Non-Planar Graphs I know there may be an answer to this somewhere online, if so I haven't found it. But, I was wondering, if there is at least a somewhat intuitive answer for the following: 

Why are all non-planar graphs extensions or super-graphs of $K_{3,3}$ or $K_5$?

I get the proof that $K_{3,3}$ and $K_5$ are nonplanar, but I am still dumbfounded. I feel like with most things in math, there some be some intuition behind theorems, and concepts. But, maybe I am not thinking in the right spot.  
 A: Is there an intuition for the simple finding all the graphs without subdivisions that demand at least one crossing?  
Assume there is such a simple intuition.  Now then, use that to find all the graphs without subdivisions that demand at least two crossings.
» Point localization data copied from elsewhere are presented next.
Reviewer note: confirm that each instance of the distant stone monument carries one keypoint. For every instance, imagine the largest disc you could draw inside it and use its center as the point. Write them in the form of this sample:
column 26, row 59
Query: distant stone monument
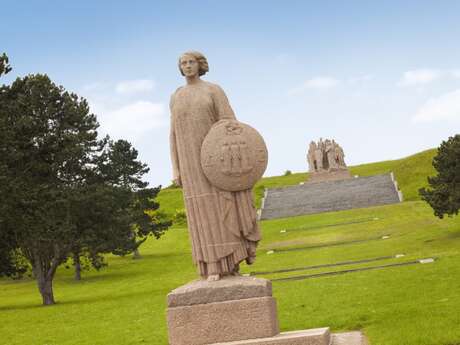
column 326, row 161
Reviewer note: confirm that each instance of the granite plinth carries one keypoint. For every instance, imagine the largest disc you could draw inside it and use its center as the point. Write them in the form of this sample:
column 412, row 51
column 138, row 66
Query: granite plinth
column 349, row 338
column 231, row 309
column 227, row 289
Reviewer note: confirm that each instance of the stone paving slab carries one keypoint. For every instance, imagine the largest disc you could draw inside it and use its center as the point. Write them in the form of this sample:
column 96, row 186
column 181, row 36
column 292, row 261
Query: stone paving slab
column 329, row 196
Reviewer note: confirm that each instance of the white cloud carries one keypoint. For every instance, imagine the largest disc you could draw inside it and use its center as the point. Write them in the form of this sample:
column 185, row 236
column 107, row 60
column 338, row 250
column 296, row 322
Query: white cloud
column 122, row 112
column 445, row 107
column 360, row 79
column 131, row 121
column 455, row 73
column 419, row 77
column 316, row 83
column 321, row 83
column 134, row 86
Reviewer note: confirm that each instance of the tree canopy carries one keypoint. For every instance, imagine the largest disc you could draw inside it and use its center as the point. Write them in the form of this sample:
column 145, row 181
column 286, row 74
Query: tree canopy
column 443, row 193
column 64, row 192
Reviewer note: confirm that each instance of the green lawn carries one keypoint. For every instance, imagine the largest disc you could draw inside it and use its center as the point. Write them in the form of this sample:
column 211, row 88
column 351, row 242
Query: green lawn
column 405, row 305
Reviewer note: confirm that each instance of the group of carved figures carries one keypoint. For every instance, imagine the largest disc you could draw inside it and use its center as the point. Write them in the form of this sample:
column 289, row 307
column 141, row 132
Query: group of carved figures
column 325, row 155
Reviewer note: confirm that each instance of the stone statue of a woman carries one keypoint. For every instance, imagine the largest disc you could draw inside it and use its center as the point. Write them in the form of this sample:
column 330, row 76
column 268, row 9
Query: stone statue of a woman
column 222, row 225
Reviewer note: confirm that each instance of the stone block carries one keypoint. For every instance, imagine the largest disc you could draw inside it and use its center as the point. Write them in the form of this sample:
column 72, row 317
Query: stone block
column 319, row 336
column 225, row 321
column 227, row 289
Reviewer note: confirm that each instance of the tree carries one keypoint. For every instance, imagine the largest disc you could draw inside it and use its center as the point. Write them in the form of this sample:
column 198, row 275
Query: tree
column 444, row 192
column 47, row 139
column 121, row 169
column 63, row 192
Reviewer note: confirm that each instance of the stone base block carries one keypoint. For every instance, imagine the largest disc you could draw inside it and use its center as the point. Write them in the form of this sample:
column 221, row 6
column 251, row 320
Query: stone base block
column 319, row 336
column 225, row 321
column 349, row 338
column 333, row 175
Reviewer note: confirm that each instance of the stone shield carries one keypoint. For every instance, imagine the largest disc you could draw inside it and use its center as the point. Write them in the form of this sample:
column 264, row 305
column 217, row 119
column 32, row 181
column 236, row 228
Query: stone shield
column 233, row 156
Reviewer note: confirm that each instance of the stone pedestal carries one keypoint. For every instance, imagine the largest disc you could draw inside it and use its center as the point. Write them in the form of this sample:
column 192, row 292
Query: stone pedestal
column 234, row 308
column 231, row 311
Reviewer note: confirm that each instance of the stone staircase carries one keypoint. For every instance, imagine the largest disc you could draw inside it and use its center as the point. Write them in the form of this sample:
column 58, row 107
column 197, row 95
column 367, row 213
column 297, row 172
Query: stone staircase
column 328, row 196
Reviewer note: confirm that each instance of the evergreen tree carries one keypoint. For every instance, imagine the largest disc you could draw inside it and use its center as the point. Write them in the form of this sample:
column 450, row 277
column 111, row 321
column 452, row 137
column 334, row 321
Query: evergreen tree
column 443, row 193
column 63, row 192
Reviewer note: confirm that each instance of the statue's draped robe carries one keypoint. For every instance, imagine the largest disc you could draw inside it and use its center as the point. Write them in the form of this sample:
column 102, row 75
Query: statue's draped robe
column 222, row 225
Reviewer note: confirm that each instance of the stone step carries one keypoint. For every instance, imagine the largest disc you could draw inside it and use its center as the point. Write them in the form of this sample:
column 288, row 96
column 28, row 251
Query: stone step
column 317, row 336
column 330, row 196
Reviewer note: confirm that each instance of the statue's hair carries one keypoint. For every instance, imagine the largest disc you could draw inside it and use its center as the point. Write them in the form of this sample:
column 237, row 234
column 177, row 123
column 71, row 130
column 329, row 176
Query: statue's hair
column 202, row 62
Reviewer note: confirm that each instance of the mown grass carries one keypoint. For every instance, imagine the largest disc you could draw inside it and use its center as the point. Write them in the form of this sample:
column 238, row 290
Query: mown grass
column 409, row 305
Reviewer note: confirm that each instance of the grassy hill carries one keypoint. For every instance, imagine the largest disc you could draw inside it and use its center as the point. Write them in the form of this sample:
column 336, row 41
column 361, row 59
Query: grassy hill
column 389, row 295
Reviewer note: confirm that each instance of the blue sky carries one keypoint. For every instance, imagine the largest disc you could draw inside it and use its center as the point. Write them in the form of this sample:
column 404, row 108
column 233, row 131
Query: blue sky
column 382, row 78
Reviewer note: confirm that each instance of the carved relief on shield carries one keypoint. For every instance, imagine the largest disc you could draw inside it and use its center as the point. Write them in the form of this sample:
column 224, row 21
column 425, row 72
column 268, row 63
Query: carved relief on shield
column 233, row 156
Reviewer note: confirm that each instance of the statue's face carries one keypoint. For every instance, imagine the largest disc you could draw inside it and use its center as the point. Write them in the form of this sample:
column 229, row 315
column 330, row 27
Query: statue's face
column 189, row 66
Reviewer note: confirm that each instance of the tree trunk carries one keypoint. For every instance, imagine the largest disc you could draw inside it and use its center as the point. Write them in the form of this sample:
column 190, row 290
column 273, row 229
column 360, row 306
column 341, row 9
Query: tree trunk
column 45, row 286
column 136, row 254
column 77, row 263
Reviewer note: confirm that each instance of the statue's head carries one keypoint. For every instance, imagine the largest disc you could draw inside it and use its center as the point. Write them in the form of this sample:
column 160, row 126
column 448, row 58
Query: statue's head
column 200, row 59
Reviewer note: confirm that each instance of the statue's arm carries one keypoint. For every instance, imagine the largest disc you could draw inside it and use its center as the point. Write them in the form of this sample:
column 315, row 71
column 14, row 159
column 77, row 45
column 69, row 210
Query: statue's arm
column 173, row 149
column 223, row 109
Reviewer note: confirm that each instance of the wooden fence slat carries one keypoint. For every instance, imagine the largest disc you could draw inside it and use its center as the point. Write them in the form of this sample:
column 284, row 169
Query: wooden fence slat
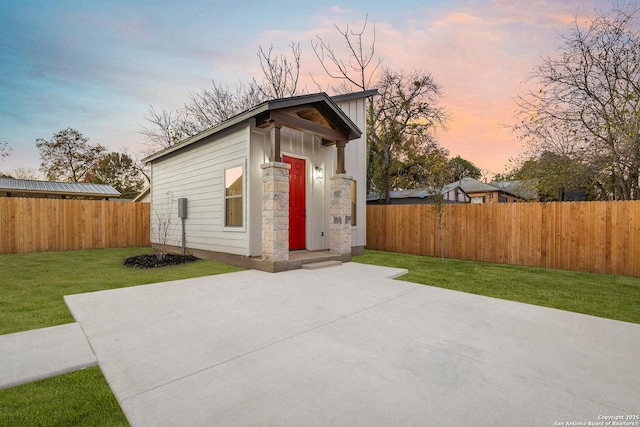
column 603, row 237
column 35, row 225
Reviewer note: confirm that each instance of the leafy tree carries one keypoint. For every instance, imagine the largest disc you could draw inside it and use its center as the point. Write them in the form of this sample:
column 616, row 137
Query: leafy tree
column 68, row 156
column 585, row 107
column 462, row 168
column 118, row 170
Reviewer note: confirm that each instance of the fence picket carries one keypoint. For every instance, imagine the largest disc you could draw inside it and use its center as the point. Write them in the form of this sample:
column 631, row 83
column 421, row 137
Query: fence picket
column 38, row 225
column 602, row 237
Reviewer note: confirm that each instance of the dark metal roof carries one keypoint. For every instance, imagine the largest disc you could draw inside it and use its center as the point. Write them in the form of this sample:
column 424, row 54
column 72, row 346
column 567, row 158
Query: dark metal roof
column 62, row 188
column 321, row 101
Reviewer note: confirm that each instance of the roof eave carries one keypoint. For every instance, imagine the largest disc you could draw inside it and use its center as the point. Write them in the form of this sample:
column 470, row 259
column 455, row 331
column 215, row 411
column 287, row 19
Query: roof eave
column 354, row 131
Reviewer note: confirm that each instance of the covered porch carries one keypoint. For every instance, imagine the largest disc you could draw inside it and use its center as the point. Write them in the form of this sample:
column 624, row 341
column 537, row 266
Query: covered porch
column 317, row 115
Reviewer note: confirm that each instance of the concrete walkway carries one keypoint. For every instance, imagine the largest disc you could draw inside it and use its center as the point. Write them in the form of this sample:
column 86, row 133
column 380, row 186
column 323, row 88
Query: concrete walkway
column 42, row 353
column 349, row 346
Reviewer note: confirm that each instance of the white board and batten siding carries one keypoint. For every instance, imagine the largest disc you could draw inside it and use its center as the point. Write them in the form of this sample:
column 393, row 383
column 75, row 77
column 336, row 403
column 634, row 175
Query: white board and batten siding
column 356, row 166
column 197, row 174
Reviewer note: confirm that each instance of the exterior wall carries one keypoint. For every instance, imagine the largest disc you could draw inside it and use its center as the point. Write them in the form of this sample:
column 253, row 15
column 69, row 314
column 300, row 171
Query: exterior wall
column 197, row 174
column 356, row 166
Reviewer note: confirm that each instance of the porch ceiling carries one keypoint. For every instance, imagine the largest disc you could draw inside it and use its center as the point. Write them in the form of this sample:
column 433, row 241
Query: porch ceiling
column 309, row 117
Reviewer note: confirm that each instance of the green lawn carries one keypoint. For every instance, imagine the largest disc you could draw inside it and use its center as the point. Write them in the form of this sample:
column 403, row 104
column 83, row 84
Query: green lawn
column 80, row 398
column 32, row 287
column 613, row 297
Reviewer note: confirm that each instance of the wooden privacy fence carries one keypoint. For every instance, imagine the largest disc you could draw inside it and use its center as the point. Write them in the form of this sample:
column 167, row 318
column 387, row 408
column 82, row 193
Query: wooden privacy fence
column 39, row 225
column 602, row 237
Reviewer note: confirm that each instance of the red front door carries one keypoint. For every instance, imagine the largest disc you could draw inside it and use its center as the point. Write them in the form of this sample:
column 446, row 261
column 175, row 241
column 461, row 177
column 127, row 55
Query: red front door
column 297, row 202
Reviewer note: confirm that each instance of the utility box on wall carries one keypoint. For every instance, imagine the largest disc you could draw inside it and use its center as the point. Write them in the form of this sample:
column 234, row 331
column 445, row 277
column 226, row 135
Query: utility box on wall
column 182, row 208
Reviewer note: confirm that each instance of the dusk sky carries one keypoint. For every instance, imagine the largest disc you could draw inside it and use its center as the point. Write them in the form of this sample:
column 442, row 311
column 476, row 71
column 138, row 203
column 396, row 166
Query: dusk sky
column 97, row 66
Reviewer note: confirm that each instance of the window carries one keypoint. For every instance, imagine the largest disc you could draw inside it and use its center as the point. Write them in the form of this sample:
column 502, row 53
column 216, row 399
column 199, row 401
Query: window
column 233, row 197
column 353, row 203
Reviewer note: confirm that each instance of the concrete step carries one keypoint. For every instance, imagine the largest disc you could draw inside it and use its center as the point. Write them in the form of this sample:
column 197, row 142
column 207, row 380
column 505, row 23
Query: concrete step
column 321, row 264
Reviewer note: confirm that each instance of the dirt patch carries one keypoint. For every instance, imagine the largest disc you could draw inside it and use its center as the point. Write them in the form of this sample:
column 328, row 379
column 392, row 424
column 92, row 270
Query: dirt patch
column 153, row 261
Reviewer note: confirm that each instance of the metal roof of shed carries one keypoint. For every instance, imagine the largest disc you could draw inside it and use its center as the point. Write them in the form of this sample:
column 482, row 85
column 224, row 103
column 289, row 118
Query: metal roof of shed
column 58, row 188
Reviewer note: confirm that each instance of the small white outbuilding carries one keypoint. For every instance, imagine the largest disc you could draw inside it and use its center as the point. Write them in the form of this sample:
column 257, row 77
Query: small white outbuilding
column 278, row 185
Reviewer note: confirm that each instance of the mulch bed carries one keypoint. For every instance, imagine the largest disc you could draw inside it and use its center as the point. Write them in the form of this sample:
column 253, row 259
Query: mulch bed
column 152, row 261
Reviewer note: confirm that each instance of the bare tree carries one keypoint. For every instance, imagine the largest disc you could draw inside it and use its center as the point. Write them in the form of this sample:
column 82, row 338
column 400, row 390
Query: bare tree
column 5, row 148
column 211, row 106
column 25, row 173
column 586, row 102
column 406, row 108
column 162, row 224
column 68, row 156
column 359, row 66
column 166, row 128
column 280, row 73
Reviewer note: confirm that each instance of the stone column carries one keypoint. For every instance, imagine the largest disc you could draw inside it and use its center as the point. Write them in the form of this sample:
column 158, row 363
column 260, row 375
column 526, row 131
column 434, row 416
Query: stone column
column 275, row 211
column 340, row 215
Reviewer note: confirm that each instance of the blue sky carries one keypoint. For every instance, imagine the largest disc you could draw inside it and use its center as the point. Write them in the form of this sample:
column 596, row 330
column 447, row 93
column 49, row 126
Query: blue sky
column 97, row 66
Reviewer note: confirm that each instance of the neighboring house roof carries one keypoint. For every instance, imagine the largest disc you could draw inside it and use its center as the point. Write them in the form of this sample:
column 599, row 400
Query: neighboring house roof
column 318, row 108
column 48, row 188
column 420, row 193
column 471, row 185
column 525, row 189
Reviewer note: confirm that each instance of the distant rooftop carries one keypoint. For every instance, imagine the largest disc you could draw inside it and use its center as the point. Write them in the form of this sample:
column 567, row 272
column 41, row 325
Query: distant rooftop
column 29, row 187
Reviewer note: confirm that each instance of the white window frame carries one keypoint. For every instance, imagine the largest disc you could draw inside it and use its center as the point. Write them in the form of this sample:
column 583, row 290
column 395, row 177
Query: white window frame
column 234, row 228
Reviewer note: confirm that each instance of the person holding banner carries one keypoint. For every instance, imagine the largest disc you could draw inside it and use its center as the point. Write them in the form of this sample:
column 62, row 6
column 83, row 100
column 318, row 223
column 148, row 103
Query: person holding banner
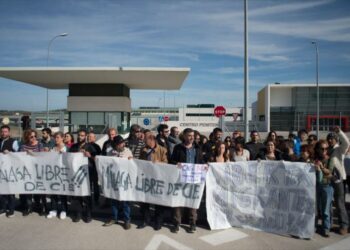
column 155, row 153
column 186, row 152
column 324, row 189
column 30, row 145
column 338, row 146
column 68, row 140
column 239, row 153
column 84, row 204
column 134, row 143
column 222, row 153
column 58, row 202
column 270, row 153
column 7, row 144
column 107, row 145
column 120, row 151
column 46, row 139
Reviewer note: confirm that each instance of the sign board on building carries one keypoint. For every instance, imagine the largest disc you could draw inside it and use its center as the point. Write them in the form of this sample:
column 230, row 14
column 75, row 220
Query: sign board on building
column 219, row 111
column 146, row 121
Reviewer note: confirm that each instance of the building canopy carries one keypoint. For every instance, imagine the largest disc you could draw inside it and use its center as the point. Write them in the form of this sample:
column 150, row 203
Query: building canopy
column 133, row 78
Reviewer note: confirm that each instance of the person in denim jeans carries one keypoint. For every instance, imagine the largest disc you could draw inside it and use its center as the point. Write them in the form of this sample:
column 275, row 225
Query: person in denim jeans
column 120, row 151
column 324, row 186
column 338, row 146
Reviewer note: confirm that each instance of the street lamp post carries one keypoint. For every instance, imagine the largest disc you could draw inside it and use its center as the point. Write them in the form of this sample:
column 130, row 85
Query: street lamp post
column 47, row 65
column 318, row 94
column 246, row 72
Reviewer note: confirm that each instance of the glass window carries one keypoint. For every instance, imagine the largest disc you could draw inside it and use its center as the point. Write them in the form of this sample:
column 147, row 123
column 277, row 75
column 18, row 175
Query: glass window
column 79, row 118
column 96, row 118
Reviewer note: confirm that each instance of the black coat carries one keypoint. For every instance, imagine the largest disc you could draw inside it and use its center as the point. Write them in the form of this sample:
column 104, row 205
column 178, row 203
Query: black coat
column 262, row 155
column 179, row 154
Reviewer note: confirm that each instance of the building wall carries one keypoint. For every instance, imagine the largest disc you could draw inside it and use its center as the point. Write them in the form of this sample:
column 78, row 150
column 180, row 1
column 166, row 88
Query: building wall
column 293, row 107
column 280, row 96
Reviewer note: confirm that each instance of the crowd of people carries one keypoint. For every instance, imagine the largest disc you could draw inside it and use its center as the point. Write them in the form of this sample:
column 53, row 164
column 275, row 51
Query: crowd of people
column 189, row 146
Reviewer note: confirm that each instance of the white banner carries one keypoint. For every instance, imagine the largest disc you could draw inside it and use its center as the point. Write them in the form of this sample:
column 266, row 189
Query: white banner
column 144, row 181
column 272, row 196
column 44, row 173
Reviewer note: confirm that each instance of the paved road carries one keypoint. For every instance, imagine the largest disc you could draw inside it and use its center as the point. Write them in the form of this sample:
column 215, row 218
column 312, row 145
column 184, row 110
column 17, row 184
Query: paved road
column 34, row 232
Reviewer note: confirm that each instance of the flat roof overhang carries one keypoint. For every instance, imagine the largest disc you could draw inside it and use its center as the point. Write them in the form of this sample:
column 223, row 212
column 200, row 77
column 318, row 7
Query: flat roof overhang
column 133, row 78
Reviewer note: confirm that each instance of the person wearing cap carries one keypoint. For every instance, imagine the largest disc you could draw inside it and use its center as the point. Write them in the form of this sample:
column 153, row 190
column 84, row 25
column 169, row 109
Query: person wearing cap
column 186, row 152
column 119, row 150
column 134, row 141
column 155, row 153
column 7, row 144
column 107, row 145
column 83, row 204
column 338, row 146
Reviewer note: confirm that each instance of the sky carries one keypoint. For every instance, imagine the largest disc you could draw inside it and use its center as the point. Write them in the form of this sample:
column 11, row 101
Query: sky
column 204, row 35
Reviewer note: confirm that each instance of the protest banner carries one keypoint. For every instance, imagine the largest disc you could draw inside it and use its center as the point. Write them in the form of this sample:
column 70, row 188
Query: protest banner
column 272, row 196
column 144, row 181
column 193, row 173
column 44, row 173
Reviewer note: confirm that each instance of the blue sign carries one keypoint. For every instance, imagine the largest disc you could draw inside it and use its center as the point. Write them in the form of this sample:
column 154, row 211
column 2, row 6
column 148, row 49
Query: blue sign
column 146, row 121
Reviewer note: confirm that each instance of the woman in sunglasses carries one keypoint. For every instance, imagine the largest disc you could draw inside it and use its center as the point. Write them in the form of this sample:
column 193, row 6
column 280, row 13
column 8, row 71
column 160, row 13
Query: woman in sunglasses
column 324, row 185
column 31, row 144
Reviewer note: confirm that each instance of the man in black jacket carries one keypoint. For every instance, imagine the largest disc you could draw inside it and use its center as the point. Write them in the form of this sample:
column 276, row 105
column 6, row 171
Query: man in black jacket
column 107, row 145
column 186, row 152
column 254, row 146
column 210, row 147
column 7, row 144
column 85, row 202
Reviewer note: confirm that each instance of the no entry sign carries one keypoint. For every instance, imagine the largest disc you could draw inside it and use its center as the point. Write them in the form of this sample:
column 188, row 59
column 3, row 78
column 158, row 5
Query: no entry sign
column 219, row 111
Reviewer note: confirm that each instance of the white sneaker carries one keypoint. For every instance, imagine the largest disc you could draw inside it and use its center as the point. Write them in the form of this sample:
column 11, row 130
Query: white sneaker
column 63, row 215
column 52, row 214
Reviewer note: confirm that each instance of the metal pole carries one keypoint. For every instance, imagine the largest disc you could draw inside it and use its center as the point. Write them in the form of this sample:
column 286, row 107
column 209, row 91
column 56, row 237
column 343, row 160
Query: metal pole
column 246, row 71
column 318, row 94
column 47, row 65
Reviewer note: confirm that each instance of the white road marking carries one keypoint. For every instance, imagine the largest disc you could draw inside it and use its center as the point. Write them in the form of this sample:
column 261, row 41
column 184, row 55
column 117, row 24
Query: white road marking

Here are two of them, with the first being the Petersen graph, but the seemingly simple intuition is just getting started. It will need to list out the simplest 2-crossing quartic graphs, and other simple graphs that require 2 crossings.  Just for cubic graphs, the assumed-intuition will need to either prove that large cubic 2-crossing graphs will have these two as a subdivision, or that more cubic graphs are needed.
 
Unfortunately -- this minimal set for two crossings is currently an unsolved problem. It's likely computer solvable with a brute-force search through low-order graphs in a few weeks.  Likely there would be a list of 20 or so graphs and a very difficult proof -- in other words, an inelegant result.
No-one can intuitively write down a complete list of all minimal 2-crossing graphs.  Such a level of intuition doesn't exist.
Instead of intuition, suspicion usually works better.  When Kuratowski started looking at this problem, he found $K_{3,3}$ and $K_5$ but he didn't stop there, he was suspicious of it. That helped him to build up the proof. 
Enlightenment usually comes from a process of elimination, and usually there is a lot to eliminate.  It's not using a light switch to examine a large room -- it's crawling blind into the room and feeling every surface in it.  Or programming a computer to do that for you.
Similar -- Snark Theorem: Any Snark has a Petersen Graph minor. These graphs were named snarks by Gardner, Tutte conjectured the theorem. Proven by Robertson, Sanders, Seymour and Thomas in 2001 using methods more difficult than proving the 4-color theorem.